Opposition parties in the Caribbean are victims of democratic exclusion

Dear Editor,

Some observers are taking the AFC to task for not doing more. They correctly claim that the AFC has gone silent. The AFC, through the pen of Ms Holder, has responded by pointing out that it has been doing quite a lot. But both the AFC and the critics miss the larger point. The AFC cannot objectively be much more effective than it is for two major reasons.

First, it is quite difficult for opposition parties in the Caribbean to meaningfully contribute to national decision making; they are the victims of “democratic exclusion.” Ms Holder herself complained about this when she was MP for another party. The AFC made a deliberate choice to become a conventional party and seek change solely through the conventional system of winner-take-all elections. In doing so it locked itself in a corner with little or no room to manoeuvre. It deliberately chose “democratic exclusion,” including exclusion from the media which it now complains about. At one point the AFC declared itself a movement, but movements don’t choose the electoral arena as their chief battleground. Perhaps those who are now surprised at the AFC’s situation believed that the party is a movement.

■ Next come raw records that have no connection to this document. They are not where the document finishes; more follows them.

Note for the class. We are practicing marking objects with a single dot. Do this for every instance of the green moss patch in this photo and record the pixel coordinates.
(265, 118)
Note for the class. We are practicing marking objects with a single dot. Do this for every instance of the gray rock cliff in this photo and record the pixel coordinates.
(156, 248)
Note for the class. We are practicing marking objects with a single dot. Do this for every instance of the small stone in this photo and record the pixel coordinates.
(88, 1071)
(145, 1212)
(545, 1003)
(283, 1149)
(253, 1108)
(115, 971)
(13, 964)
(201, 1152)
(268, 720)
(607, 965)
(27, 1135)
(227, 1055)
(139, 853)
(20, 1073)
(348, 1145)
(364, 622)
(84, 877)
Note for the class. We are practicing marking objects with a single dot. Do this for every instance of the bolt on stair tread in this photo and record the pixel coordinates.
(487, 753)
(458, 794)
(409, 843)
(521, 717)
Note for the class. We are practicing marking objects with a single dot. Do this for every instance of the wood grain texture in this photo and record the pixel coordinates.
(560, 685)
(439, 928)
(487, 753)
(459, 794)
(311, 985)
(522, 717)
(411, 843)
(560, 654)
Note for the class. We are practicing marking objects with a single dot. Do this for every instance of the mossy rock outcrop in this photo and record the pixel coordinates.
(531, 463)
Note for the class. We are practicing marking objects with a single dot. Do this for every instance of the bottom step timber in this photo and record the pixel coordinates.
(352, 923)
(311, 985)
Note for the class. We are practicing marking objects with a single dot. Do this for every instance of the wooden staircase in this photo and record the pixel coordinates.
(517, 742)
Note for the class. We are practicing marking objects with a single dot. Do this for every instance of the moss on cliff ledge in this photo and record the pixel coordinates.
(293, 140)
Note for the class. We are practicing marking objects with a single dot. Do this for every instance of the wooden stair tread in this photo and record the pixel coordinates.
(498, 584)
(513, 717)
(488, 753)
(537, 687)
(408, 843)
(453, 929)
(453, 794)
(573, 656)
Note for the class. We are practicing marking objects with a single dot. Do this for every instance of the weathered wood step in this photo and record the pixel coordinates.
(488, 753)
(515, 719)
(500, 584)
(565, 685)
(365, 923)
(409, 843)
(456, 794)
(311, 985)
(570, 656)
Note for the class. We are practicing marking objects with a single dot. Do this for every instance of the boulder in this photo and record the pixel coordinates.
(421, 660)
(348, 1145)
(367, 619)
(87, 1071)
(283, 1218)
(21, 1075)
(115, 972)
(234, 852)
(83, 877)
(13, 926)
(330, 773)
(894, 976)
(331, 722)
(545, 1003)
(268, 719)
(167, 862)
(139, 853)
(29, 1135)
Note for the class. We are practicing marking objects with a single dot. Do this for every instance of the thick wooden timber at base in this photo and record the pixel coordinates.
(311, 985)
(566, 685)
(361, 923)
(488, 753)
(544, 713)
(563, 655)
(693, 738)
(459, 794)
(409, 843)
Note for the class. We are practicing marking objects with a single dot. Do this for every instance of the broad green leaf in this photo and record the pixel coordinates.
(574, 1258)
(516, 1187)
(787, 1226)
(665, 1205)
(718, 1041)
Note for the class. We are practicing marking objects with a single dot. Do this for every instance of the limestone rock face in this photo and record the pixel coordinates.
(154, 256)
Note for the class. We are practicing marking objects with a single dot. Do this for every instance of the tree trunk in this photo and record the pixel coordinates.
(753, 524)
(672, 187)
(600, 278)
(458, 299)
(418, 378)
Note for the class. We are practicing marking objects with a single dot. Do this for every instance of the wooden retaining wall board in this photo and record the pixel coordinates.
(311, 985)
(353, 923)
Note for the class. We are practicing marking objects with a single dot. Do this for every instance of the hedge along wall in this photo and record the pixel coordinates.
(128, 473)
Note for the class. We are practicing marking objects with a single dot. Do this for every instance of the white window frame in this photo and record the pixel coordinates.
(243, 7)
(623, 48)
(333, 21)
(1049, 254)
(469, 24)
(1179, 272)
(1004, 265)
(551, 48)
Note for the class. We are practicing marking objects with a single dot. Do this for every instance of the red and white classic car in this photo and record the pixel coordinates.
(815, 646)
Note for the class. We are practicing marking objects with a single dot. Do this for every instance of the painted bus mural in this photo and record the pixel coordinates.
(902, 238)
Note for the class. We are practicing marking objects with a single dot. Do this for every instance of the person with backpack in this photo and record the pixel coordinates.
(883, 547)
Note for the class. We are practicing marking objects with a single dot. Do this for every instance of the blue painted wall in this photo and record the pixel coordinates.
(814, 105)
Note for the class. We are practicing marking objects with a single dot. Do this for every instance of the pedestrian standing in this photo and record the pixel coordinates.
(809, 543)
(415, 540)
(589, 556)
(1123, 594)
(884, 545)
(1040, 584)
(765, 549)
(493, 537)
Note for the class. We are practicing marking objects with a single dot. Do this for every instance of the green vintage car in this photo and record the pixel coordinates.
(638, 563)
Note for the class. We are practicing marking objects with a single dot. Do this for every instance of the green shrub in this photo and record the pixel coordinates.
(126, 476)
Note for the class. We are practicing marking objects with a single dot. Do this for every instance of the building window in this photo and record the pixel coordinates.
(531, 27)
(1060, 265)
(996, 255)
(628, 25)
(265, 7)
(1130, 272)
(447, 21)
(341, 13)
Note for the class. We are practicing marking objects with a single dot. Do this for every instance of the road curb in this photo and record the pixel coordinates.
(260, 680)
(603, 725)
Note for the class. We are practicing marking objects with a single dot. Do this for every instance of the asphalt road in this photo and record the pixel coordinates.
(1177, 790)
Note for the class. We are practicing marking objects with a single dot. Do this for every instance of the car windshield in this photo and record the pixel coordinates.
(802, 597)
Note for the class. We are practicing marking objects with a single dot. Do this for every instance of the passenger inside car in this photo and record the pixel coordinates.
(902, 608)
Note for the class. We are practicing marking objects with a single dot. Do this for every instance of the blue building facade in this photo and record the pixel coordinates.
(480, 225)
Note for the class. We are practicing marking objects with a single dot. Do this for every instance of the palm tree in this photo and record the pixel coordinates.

The PNC is the only opposition party in Guyana with the capacity to wriggle itself out of such a corner. But even the PNC’s capacity to do so has been seriously diminished since the 2006 election when it was forced to follow the AFC’s lead and contest an election that the opposition should not have contested. Elections under the present circumstances reinforce “democratic exclusion” or what Professor Freddy Kissoon calls “elected dictatorship.” Any party with any political sense should recognize that the objective is not to fight elections as an end in itself but to fight for new and democratic conditions for elections so that they become solutions rather than the problem they are now.

A second reason for the AFC’s ineffectiveness lies in the reluctance and/or inability of opposition party leaders across the board to use the little space in the system to undermine and expose it. The point I am getting at is that despite the inherent exclusionary nature of the present system there is still some space for the opposition to slow down the pressure.

You would not change the system but you can soften it enough to make it less resistant to change. But this requires an understanding of politics and society beyond chat and intrigue. It also requires a large vision beyond winning an election. The AFC has five MPs, more than any “third party” has had since 1968. How come the effect is less than those in previous parliaments that only had one or two MPs? Ms Holder must know that she did more in one month as an MP in the last parliament that she has done in one year in the current parliament.